Ein unheilverkündendes Donnerwetter lag über dem BayArena-Himmel – nur um in einem Augenblick von einem leuchtenden Blitz geteilt zu werden: Kasper Hjulmand, der ruhige Visionär aus Dänemark, wurde zum neuen Cheftrainer von Bayer Leverkusen erkoren, ein Role, das er mit der unerschütterlichen Hingabe eines Propheten annahm. Mit der Veröffentlichung am 8. September 2025 bestätigte der Klub: Hjulmand übernimmt einen bis Juni 2027 datierten Vertrag als Nachfolger des gescheiterten Ten Hag-Projekts .
In dieser schicksalhaften Vereinbarung verschmolzen zwei Welten: die gedrängte Erwartung eines ambitionierten Bundesligisten und die nüchterne Klarheit eines Mannes, dessen größte Heldentaten auf dem Spielfeld mit Dänemark stattfanden. Der Däne, der die „Dänen“ bei der EM 2020 ins Halbfinale führte, trat mit dem Versprechen an: „Ich habe Bayer Leverkusen stets als äußerst ambitioniert und gut strukturiert geschätzt – dieser Eindruck hat sich in den letzten Tagen bestätigt“ .

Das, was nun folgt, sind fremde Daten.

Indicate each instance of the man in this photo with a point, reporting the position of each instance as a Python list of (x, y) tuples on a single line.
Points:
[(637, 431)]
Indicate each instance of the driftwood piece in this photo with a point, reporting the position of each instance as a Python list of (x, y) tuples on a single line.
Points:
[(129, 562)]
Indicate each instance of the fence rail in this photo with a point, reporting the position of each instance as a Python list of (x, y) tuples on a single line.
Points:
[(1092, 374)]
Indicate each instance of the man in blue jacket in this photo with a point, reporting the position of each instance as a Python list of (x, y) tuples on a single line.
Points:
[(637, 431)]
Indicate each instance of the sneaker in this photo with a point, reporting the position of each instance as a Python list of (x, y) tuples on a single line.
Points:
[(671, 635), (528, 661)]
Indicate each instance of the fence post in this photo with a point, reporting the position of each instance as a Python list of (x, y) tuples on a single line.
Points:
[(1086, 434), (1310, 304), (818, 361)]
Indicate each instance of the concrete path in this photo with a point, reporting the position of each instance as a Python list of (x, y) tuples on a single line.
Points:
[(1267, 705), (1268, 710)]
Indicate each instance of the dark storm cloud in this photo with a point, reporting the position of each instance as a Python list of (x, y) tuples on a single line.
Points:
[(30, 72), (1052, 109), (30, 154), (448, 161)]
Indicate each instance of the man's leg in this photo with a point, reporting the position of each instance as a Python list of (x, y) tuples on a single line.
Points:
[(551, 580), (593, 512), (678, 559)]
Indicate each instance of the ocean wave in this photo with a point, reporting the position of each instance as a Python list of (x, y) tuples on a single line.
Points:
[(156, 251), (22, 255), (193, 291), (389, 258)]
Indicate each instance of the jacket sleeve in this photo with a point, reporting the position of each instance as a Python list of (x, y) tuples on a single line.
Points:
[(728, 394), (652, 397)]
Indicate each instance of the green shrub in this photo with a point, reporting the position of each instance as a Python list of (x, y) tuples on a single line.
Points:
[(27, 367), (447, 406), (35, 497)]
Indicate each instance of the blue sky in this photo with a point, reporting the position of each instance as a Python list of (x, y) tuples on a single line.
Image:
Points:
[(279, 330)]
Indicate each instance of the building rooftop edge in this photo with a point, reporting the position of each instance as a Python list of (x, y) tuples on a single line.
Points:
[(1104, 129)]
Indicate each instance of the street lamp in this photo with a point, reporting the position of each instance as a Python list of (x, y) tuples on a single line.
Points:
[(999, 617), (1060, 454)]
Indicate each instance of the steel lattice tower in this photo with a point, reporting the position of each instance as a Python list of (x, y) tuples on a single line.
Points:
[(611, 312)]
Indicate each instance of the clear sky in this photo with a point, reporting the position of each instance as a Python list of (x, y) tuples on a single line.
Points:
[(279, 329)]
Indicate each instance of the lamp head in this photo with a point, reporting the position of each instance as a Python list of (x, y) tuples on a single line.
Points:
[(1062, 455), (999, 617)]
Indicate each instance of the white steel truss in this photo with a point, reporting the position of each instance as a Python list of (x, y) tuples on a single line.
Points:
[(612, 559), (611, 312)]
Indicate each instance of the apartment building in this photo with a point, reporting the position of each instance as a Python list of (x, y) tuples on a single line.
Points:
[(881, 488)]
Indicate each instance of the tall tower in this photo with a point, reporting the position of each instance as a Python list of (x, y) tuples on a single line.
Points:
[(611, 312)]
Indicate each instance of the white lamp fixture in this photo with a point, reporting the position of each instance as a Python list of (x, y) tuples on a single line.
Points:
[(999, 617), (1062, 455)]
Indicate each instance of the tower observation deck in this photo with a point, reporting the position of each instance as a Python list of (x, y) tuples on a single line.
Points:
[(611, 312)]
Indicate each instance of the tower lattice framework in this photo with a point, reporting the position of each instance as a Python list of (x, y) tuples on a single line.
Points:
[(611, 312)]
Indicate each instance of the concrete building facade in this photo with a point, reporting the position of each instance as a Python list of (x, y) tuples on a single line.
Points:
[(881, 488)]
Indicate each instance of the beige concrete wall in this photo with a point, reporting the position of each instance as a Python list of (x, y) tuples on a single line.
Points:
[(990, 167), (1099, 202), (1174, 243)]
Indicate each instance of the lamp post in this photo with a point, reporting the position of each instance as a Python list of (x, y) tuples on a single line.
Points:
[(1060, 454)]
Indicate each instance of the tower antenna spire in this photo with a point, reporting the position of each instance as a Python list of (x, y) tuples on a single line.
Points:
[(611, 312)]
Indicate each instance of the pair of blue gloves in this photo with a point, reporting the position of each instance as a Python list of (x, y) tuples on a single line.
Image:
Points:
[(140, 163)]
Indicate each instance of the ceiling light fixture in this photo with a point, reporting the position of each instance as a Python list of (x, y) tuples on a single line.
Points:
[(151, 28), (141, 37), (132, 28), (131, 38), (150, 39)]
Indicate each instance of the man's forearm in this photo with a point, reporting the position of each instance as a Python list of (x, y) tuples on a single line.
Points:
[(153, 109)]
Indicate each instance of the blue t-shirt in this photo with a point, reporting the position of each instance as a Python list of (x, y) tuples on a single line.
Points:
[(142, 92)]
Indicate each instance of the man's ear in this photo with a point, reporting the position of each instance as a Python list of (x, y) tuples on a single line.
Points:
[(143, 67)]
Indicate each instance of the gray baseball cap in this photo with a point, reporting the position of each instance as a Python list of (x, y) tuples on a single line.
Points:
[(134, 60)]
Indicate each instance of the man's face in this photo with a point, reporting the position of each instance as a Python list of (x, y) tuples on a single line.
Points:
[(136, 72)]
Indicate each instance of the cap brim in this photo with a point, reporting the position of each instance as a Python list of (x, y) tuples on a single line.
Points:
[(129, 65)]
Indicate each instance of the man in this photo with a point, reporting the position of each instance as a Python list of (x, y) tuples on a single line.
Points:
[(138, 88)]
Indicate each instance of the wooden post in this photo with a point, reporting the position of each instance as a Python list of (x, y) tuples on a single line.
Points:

Schon zuvor waren Spekulationen aufgekeimt: Kicker, „Bild“, Sky und Transfermarkt berichteten von fortgeschrittenen Gesprächen – ein porzellanernes Treffen auf diplomatisch-geheimer Ebene, bei dem Simon Rolfes und Hjulmand in Düsseldorf die Eckpunkte skizzierten . Medien hoben hervor, warum Hjulmand wie geschaffen schien: seine empathische Art, seine Gewandtheit in Deutsch und Englisch, seine Erfahrung mit arrivierten Stars und sein Coaching-Stil – bevorzugt im 3‑4‑2‑1-Spielsystem – deckten sich perfekt mit der Leverkusener Philosophie .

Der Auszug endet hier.